Download or read book Topology written by Will Chambers and published by Scientific e-Resources. This book was released on 2018-11-22 with total page 284 pages. Available in PDF, EPUB and Kindle. Book excerpt: The book's principal aim is to provide a simple, thorough survey of elementary topics in the study of collections of objects, or sets, that possess a mathematical structure. This book was written to be a readable introduction to algebraic topology with rather broad coverage of the subject. The viewpoint is quite classical in spirit, and stays well within the confines of pure algebraic topology. Topology developed as a field of study out of geometry and set theory, through analysis of concepts such as space, dimension, and transformation. Such ideas go back to Gottfried Leibniz, who in the 17th century envisioned the geometria situs and analysis situs. Leonhard Euler's Seven Bridges of Koenigsberg Problem and Polyhedron Formula are arguably the field's first theorems. The term topology was introduced by Johann Benedict Listing in the 19th century, although it was not until the first decades of the 20th century that the idea of a topological space was developed. By the middle of the 20th century, topology had become a major branch of mathematics. The motivating insight behind topology is that some geometric problems depend not on the exact shape of the objects involved, but rather on the way they are put together. For example, the square and the circle have many properties in common: they are both one dimensional objects (from a topological point of view) and both separate the plane into two parts, the part inside and the part outside.

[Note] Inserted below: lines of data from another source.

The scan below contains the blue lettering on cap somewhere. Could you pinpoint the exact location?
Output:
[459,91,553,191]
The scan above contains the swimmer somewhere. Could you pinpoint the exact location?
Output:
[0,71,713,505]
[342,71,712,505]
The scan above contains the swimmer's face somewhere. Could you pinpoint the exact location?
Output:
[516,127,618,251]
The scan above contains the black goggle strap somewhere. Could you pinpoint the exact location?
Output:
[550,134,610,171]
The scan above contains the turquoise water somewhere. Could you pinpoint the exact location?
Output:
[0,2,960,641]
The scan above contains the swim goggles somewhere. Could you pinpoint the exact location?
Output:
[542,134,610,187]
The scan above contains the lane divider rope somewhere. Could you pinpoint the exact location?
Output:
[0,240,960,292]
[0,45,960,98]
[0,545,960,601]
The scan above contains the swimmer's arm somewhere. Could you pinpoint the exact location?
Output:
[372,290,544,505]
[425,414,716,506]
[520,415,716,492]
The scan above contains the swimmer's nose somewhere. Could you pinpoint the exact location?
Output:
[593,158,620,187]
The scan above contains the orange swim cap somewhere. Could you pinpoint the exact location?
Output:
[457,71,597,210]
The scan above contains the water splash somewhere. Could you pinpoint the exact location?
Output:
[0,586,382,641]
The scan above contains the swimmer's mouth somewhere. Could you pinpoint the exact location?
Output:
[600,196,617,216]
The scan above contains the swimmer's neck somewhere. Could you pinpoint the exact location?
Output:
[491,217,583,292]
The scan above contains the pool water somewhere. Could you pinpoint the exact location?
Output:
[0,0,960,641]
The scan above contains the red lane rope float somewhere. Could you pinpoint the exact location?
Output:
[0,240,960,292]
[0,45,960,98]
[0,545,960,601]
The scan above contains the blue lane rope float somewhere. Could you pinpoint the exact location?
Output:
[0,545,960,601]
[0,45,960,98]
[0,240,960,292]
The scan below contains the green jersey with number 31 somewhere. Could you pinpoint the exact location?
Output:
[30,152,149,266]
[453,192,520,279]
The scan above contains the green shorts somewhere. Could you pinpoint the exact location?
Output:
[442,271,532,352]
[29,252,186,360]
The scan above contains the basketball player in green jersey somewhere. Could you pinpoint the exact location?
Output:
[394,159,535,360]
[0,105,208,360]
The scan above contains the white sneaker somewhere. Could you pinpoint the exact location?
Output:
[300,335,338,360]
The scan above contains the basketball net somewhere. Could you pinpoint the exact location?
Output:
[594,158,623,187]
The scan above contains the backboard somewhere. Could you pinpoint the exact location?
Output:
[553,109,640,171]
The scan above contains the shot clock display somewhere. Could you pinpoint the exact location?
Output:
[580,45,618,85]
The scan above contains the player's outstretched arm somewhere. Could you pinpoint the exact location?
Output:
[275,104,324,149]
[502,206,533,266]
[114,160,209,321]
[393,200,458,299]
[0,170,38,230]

Download or read book Homotopy Theoretic Methods in Group Cohomology written by William G. Dwyer and published by Birkhäuser. This book was released on 2012-12-06 with total page 106 pages. Available in PDF, EPUB and Kindle. Book excerpt: This book consists essentially of notes which were written for an Advanced Course on Classifying Spaces and Cohomology of Groups. The course took place at the Centre de Recerca Mathematica (CRM) in Bellaterra from May 27 to June 2, 1998 and was part of an emphasis semester on Algebraic Topology. It consisted of two parallel series of 6 lectures of 90 minutes each and was intended as an introduction to new homotopy theoretic methods in group cohomology. The first part of the book is concerned with methods of decomposing the classifying space of a finite group into pieces made of classifying spaces of appropriate subgroups. Such decompositions have been used with great success in the last 10-15 years in the homotopy theory of classifying spaces of compact Lie groups and p-compact groups in the sense of Dwyer and Wilkerson. For simplicity the emphasis here is on finite groups and on homological properties of various decompositions known as centralizer resp. normalizer resp. subgroup decomposition. A unified treatment of the various decompositions is given and the relations between them are explored. This is preceeded by a detailed discussion of basic notions such as classifying spaces, simplicial complexes and homotopy colimits.

Download or read book Handbook of Algebra written by M. Hazewinkel and published by Elsevier. This book was released on 2000-04-06 with total page 899 pages. Available in PDF, EPUB and Kindle. Book excerpt: Handbook of Algebra

Download or read book Representations and Cohomology Volume 2 Cohomology of Groups and Modules written by D. J. Benson and published by Cambridge University Press. This book was released on 1991-08-22 with total page 296 pages. Available in PDF, EPUB and Kindle. Book excerpt: A further introduction to modern developments in the representation theory of finite groups and associative algebras.